Lightning-AI / pytorch-lightning

Pretrain, finetune ANY AI model of ANY size on multiple GPUs, TPUs with zero code changes.
https://lightning.ai
Apache License 2.0
28.2k stars 3.37k forks source link

Examples of using lightning fabric on TPU #17224

Closed Xingyu-Lin closed 1 year ago

Xingyu-Lin commented 1 year ago

📚 Documentation

The new lightning fabric is really nice! However, I am having issues running it on TPU and TPU pods.

A few specific questions that I hope can be answered here (And ideally also in documentation):

  1. What is the num_devices and world_size for TPU? On a single 8-device TPU, should the device be 8 or 1?
  2. Assuming num_devices means the number of chips for TPU, what should I use for a TPU Pod with 64 chips?

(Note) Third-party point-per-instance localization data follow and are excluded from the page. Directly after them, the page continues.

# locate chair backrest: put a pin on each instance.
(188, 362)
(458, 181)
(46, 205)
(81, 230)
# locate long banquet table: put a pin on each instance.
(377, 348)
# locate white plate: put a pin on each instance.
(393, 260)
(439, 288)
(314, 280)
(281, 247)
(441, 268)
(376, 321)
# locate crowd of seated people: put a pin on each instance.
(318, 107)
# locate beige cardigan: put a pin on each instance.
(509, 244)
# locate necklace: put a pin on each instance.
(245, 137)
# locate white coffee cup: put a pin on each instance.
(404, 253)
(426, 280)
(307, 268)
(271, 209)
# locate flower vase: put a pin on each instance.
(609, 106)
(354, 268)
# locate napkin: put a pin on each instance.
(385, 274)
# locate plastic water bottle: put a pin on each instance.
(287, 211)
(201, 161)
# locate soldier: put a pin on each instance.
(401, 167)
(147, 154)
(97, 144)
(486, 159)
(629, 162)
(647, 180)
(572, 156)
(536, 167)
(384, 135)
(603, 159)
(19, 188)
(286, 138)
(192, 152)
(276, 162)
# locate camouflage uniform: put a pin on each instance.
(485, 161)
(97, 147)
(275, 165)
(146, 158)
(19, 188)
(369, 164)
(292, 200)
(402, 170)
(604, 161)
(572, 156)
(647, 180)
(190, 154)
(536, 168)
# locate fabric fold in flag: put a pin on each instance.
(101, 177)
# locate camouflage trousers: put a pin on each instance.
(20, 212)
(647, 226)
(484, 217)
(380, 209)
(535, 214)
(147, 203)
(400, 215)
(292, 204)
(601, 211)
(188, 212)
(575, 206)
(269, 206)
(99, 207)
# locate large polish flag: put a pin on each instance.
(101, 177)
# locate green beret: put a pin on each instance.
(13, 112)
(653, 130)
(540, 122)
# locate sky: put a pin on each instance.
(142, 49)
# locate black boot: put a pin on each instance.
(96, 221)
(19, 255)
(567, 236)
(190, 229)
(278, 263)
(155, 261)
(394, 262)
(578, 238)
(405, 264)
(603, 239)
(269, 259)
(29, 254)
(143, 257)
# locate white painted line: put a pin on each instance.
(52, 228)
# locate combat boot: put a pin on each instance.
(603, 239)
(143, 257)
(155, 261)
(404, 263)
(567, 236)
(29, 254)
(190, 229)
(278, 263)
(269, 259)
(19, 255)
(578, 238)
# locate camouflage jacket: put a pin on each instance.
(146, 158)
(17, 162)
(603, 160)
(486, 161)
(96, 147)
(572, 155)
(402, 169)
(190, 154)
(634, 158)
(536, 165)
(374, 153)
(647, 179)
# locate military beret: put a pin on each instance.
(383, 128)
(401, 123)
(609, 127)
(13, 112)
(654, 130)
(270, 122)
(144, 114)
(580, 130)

It seems that num_devices is limited to [0, 8]
  3. Could you provide examples of scripts for distributed training on TPU and TPU pod?

@Liyang90 Would be great if you could help here. Thanks a lot!

cc @borda @carmocca @JackCaoG @steventk-g @Liyang90 @justusschock @awaelchli

carmocca commented 1 year ago

This link will be helpful: https://lightning.ai/docs/pytorch/stable/accelerators/tpu.html. Even though it is for the PyTorch Lightning Trainer, most of the information also applies to Fabric.

We should update it with any extra clarifications.

As far as I know, there's no TPU specific docs for Fabric yet.

Xingyu-Lin commented 1 year ago

Is TPU Pod supported by lightning fabric right now? Would be nice to have some examples.

Currently, when launching a job on a TPU Pod (v3-64) using the following command (run on each of the 8 host VMs at the same time), the world size remain to be 8 (Instead of 64)

fabric = L.Fabric(accelerator='tpu', precision='bf16-mixed', num_nodes=8, num_devices=8)
carmocca commented 1 year ago

I haven't tried it but you still need to launch the command on each host separately by passing gcloud compute tpus tpu-vm ssh ... --worker=all: https://cloud.google.com/tpu/docs/v4-users-guide#resnet-pytorch-pod

This applies to both Fabric and the Trainer

Liyang90 commented 1 year ago

@Xingyu-Lin did you follow this guide to start the work on TPU VMs with xla_dist? You would need to set up the codes in all TPU VMs in the TPU Pod, then SSH to the worker 0 and issue the command through xla_dist module

We are working on PJRT support in Lightning which would make @carmocca 's suggestion above work, but for now, using xla_dist module is required to start TPU Pod jobs.

carmocca commented 1 year ago

@awaelchli Let's close this in favor of https://github.com/Lightning-AI/lightning/issues/17492?